An ancient herbal extract known as ginkgo biloba might benefit cognitive functioning after stroke, a new study suggests, when used in combination with aspirin.
The treatment was significantly more effective than aspirin alone.
Study co-author Qi Fang — from the Department of Neurology at The First Affiliated Hospital of Soochow University in Suzhou, China — and colleagues have reported their results in the journal Stroke & Vascular Neurology.
More than 795,000 people in the United States have a stroke each year, which is the equivalent to one stroke every 40 seconds.
Around 87 percent of strokes are ischemic, wherein the artery that supplies blood to the brain becomes blocked — most commonly due to a blood clot.
This blockage deprives the brain of oxygen and nutrients carried by the blood, which can cause damage to brain cells. Side effects, such as memory and thinking problems and loss of motor function, may arise as a result of this.
Tissue plasminogen activator is currently the gold standard treatment for ischemic stroke. It works by dissolving the blood clot that is blocking blood flow to the brain, thereby limiting brain damage.
However, this treatment must be administered within 3 hours of the initial stroke symptoms, and a lot of patients do not get to the hospital in time to receive it.
As such, there is a need for new treatments that can help to reduce the cognitive damage caused by ischemic stroke. Fang and colleagues investigated whether ginkgo biloba extract could be a possible candidate.
Ginkgo biloba extract is an herbal supplement that derives from the ginkgo tree, or the maidenhair tree, which is native to China.
It has been used in medicine for thousands of years, from healing wounds to alleviating anxiety and depression. That said, the National Institutes of Health (NIH) claim that there is “no conclusive evidence that ginkgo is helpful for any health condition.”
The new study, however, suggests that it might be helpful for individuals who have experienced ischemic stroke.
To reach their findings, Fang and team enrolled 348 adults from five hospitals in China Jiangsu Province. The adults were aged 64, on average, and they had all experienced ischemic stroke within the past 7 days.
The subjects were divided into two groups. One group received 450 milligrams of ginkgo biloba extract and 100 milligrams of aspirin every day for 6 months, while the other group received 100 milligrams of aspirin only.
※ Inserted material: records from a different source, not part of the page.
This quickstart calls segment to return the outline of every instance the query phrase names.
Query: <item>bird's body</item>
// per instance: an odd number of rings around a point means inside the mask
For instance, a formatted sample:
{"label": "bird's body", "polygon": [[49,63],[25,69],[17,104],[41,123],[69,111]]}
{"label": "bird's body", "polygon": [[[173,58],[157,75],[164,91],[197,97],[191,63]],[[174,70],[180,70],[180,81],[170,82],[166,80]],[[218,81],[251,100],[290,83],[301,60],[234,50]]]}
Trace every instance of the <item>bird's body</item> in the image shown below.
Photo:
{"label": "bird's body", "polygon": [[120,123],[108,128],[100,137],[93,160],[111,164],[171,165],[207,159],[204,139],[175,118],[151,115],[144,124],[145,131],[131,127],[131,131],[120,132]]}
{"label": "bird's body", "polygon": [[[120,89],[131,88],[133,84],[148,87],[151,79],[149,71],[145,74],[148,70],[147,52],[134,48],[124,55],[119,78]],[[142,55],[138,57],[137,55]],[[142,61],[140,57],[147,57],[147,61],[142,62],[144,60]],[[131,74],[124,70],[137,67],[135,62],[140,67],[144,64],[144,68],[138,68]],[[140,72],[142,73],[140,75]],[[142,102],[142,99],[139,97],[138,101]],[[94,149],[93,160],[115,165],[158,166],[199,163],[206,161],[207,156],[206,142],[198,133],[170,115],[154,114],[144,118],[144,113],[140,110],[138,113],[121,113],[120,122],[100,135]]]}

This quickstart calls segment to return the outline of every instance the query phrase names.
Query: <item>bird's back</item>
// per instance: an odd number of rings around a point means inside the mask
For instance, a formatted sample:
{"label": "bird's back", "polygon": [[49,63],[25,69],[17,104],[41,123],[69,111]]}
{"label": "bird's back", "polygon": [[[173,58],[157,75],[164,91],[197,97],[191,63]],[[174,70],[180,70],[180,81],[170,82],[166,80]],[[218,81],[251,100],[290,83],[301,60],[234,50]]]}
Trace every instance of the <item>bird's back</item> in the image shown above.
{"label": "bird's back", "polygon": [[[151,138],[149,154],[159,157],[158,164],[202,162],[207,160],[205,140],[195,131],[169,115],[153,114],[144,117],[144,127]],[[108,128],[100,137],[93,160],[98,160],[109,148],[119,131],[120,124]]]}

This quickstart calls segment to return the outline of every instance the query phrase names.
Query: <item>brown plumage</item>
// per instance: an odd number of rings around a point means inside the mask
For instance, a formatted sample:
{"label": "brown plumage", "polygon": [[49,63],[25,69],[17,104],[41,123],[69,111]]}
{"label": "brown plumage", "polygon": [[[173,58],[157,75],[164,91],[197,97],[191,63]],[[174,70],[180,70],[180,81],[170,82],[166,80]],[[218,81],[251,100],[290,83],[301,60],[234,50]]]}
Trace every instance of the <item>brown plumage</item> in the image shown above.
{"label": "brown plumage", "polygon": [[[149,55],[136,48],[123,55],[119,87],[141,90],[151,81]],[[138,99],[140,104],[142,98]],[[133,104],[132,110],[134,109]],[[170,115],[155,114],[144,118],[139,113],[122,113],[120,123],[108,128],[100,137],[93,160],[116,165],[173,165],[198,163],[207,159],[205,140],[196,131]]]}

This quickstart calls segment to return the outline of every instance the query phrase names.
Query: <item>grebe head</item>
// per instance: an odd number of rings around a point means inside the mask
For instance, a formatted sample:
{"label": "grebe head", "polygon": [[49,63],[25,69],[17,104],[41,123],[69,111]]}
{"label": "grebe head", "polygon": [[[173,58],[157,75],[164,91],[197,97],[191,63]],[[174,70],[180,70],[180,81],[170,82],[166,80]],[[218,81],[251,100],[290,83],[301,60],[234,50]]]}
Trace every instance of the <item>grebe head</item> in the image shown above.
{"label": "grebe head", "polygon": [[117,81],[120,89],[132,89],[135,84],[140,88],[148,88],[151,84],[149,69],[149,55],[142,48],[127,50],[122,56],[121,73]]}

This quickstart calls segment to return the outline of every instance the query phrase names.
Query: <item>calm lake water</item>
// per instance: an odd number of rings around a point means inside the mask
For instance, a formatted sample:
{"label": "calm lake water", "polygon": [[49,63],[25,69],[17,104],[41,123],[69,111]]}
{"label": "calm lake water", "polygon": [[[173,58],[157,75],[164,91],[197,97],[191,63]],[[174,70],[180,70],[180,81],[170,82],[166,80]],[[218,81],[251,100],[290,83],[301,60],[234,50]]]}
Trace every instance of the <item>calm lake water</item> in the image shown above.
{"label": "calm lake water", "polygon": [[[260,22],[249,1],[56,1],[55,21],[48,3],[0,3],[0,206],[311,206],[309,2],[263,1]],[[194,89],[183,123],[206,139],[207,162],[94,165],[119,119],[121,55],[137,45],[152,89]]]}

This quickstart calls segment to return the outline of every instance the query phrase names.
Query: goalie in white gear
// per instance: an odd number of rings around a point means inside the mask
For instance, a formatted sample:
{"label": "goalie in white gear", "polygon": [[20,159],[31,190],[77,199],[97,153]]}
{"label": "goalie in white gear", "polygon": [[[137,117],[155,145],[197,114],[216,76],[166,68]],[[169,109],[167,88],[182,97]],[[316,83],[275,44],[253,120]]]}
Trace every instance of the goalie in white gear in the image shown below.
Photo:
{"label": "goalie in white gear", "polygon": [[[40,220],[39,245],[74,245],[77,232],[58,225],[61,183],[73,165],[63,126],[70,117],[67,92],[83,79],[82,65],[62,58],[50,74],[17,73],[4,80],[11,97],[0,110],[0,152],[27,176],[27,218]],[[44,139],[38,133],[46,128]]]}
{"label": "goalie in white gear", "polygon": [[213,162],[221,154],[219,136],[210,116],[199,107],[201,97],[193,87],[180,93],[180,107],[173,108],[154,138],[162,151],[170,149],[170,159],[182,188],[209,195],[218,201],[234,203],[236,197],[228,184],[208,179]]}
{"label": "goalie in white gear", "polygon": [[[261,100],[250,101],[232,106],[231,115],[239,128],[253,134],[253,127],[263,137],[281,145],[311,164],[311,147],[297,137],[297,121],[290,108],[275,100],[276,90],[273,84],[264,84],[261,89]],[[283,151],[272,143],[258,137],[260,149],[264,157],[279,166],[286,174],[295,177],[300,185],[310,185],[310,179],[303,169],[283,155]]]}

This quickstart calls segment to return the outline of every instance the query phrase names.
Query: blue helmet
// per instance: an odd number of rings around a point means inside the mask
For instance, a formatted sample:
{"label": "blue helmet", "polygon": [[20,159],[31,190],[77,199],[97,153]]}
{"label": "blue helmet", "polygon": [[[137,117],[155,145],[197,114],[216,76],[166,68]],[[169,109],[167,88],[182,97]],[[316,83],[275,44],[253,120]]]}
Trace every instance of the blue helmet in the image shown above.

Aspirin is often used in stroke treatment and prevention, as it can stop blood from clotting.
The researchers note that the ginkgo biloba extract used in their study consisted of fewer harmful chemicals and more protective chemicals than EGb761, which is a form ginkgo biloba extract that has been used in previous research.
At study baseline and at 12, 30, 90, and 180 days later, all participants completed a test called the Montreal Cognitive Assessment score (MoCA), which was used to assess their cognitive functioning.
The final analysis included a total of 330 participants, as 18 subjects dropped out during the 6-month study period.
Compared with participants who received aspirin only, those who received ginkgo biloba extract plus aspirin had higher MoCA scores at all assessment points, particularly for memory and executive function.
Also, at 12 and 30 days after treatment, participants treated with both ginkgo biloba extract and aspirin demonstrated better functional capacity than those who received aspirin only, indicating fewer neurological impairments such as speech problems and muscle weakness.
The scientists found no differences in vascular events between subjects treated with ginkgo biloba extract plus aspirin and those treated with aspirin only, and the combination treatment led to few side effects.
Commenting on their study results, the researchers write:
“The study demonstrated that patients with stroke who received GBE [ginkgo biloba extract] and aspirin manifested better memory function, executive functions, neurological function, and daily life. Additionally, the safety data analysis demonstrated that GBE did not increase the incidence of adverse events.”
Fang and colleagues admit that there are some limitations to their study. For example, it was not double-blind, meaning that the researchers and participants knew which treatments they were receiving. This could have affected the results.
Additionally, they note that the follow-up period was short, and that further studies are needed to assess the long-term effects of ginkgo biloba extract among people who have had a stroke.